Miami-Dade County Commissioner Katy Sorenson’s decision not to seek reelection to her District 8 seat brought a lot of attention to a commission race that we rarely see as most commissioners seem to hold office forever, always getting reelected, as long as they want the job.
Being a mayor or former mayor seemed to meet the needs of the voters of District 8 as we find Palmetto Bay Mayor Gene Flinn and former Homestead Mayor Lynda Bell heading into a runoff.
Sitting county commissioner Dorrin Rolle, who usually wins reelection to his District 2 seat with ease, is facing opposition for the first time as a result of his problems as the former head of JESCA, a county funded nonprofit, that paid him a very large salary while the JESCA employees lost their jobs with bouncing pay checks that were never covered.

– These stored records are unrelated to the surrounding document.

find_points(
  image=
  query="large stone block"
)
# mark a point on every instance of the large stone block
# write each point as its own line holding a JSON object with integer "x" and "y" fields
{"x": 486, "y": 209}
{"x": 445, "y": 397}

Voters were asked to approve a charter amendment that would eliminate the office of county manager. The voters seemed to have taken out their anger on county government by voting 58 percent in favor of eliminating the position. Voters should have realized that someone, not the elected mayor, must run the county government. I am sure that a new title will be given to George Burgess and he will continue to run the administrative side of the county as long as Carlos Alvarez is mayor. Perhaps call him vice mayor?
Voters also were asked to approve a county charter amendment giving the commission authority to abolish municipalities with less than 20 electors. Voters approved the amendment with 64 percent. I really don’t think voters understood what they were approving. Commissioners have been against incorporation for many years. Commissioners feel that that will lose authority and prestige when portions of UMSA incorporate. So, eliminating small municipalities is a move in that direction.
Money can buy almost anything. It bought a spot in the race for Florida governor, but it did not work in the Democratic primary for the United States Senate. How either Jeff Greene or Rick Scott got as far as they did in their respective races is unbelievable. What money can buy in state races is a precursor of what will happen in national elections in two years now that the U.S. Supreme Court has okayed unlimited campaign spending by corporations. Talk about buying an office — watch out for who might be the next president of the United States. A job bought and purchased by corporate funds.
The Senate race among Kendrick Meek, Marco Rubio and Charlie Crist will be the most interesting of all the contests this fall. Rubio must move toward the center, which will anger his base, the Tea Party. Meek is not well known north of Orlando but might get financial help from the guy he just defeated in the primary. Crist must keep his position in the political center with Democrats supporting a former Republican candidate.
Politics — what an interesting subject. If only elected officials would do what they promise during the campaign once they are in office.